Using AWS Lambda with Timescale Cloud for IoT Data
While it's already quite easy to get started with AWS Lambda and TimescaleDB, here are some tips & tricks to help with your integration.
We speak with a ton of users that are capturing IoT data from devices & sensors and storing that data in TimescaleDB. A common pattern we are seeing is IoT data landing in TimescaleDB via AWS Lambda.
The IoT -> Lambda -> TimescaleDB reference architecture looks something like this:
For the AWS IoT to AWS Lambda part, AWS provides an IoT Rules Action that can call Lambda functions. You can read more about that here. So, then how do you go about setting up the AWS Lambda to TimescaleDB integration?
In this blog, we want to highlight how easy it is to integrate AWS Lambda with TimescaleDB (which can be easily hosted on Timescale Cloud).
Let’s get to it!
What is AWS Lambda?
AWS Lambda is a server-less computing platform provided by Amazon. Lambda makes it very easy to call or automatically trigger function code (that can be written in Go, Node.js, Java or Python) to execute on the platform. You don’t have to worry about server maintenance or scaling… that is all handled by the Lambda service. You just write your code (to effectively do whatever you want), and you have AWS Lambda handle the execution of that code.
Using AWS Lambda to access TimescaleDB
Since TimescaleDB is powered by PostgreSQL and is accessible via SQL, you can connect to and work with TimescaleDB from just about any code. Since that code can be made into a Lambda function, the integration is really just as simple as:
- Use a Postgres / SQL client library that is available for your code (in the language of your choice)
- Write code that speaks SQL to TimescaleDB
- Setup a Lambda function to execute your code
Notable Tips & Tricks
Even though the above bullet points are pretty simple, there are a couple tips & tricks we want to highlight to help you along the way.
#1 TimescaleDB can be accessed using PostgreSQL client libraries
As mentioned above, TimescaleDB leverages PostgreSQL and is accessible via SQL so you can use client libraries to connect your code to TimescaleDB. Here is a short listing of client libraries to use with TimescaleDB.
#2 Use AWS Lambda Layers to load client libraries
Clearly, the AWS Lambda folks know your function code will need to pull in libraries and dependencies. To help with this, they include a capability called AWS Lambda Layers which allows you to package (as a ZIP) and upload your dependencies so your function code can import as necessary.
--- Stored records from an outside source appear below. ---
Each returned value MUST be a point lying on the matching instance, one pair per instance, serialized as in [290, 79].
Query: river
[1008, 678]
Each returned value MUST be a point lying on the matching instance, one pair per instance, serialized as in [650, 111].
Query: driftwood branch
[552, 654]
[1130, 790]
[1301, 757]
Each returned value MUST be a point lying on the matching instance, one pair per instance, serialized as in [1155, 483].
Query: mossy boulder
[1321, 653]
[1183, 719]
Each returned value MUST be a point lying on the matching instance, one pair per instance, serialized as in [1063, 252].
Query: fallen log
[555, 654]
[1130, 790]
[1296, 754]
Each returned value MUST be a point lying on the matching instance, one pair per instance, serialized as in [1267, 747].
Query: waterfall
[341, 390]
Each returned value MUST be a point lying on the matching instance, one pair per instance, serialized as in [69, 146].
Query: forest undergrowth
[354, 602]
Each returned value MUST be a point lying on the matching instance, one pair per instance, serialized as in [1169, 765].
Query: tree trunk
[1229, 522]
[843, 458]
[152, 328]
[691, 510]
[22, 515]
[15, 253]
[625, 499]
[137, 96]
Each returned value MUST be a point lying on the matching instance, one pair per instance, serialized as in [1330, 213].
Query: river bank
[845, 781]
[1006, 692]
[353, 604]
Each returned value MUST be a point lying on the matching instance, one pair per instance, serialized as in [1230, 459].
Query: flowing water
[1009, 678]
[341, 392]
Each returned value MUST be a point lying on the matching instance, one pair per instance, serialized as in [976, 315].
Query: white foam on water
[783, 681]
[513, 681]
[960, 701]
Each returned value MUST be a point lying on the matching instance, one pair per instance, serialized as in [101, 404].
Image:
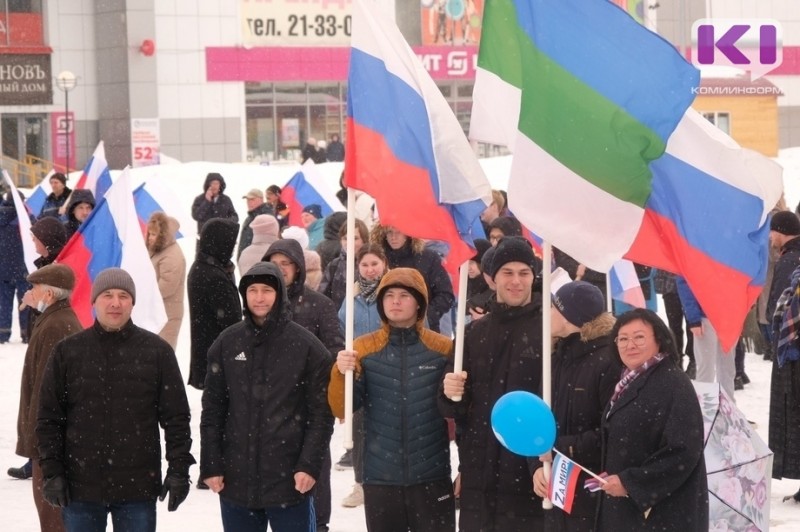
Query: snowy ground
[200, 511]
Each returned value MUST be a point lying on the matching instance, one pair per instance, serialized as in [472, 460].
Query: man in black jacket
[585, 370]
[105, 393]
[266, 426]
[316, 314]
[502, 353]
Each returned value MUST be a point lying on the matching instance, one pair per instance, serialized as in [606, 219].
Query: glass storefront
[282, 116]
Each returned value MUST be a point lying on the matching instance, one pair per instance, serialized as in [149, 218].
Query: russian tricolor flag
[625, 285]
[35, 201]
[563, 481]
[309, 187]
[112, 237]
[96, 175]
[28, 249]
[405, 147]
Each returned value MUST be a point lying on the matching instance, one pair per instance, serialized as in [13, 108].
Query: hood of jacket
[333, 223]
[407, 278]
[81, 195]
[218, 238]
[213, 176]
[267, 273]
[165, 228]
[292, 249]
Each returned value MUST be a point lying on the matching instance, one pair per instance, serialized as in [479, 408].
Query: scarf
[786, 322]
[628, 376]
[368, 288]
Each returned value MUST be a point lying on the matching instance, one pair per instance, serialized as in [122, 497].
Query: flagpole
[547, 257]
[461, 311]
[348, 314]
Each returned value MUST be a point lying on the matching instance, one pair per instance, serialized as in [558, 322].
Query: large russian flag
[96, 175]
[35, 201]
[309, 187]
[111, 237]
[610, 162]
[23, 216]
[405, 146]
For example, if we want to write Lambda function code in Node.js that calls TimescaleDB, we will need the Node PostgreSQL (pg) client library available for our Node.js code. Use the following instructions (thank you!) to build a ZIP package that includes the pg library that we can load into a Lambda Layer.
mkdir node-example
cd node-example
mkdir node-pg-tsdb
cd node-pg-tsdb
npm init
npm install --save pg
cd ..
zip -r node-pg-tsdb.zip node-pg-tsdb -x "*.DS_Store"
Now create the Layer in Lambda by uploading the ZIP file.
Add this new Layer to your function code in Lambda.
#3 Leverage Lambda environment variables to set client connection properties
Rather than coding your connection parameters directly into your function, you can leverage Lambda environment variables for these parameters. The environment variables are made available to your code by Lambda during execution.
For example, the Node.js pg client library environment settings are documented here.
You can get the connection setting for your TimescaleDB instance from the Timescale Cloud portal. If you are new to Timescale Cloud, use this guide to get started and create your TimescaleDB instance.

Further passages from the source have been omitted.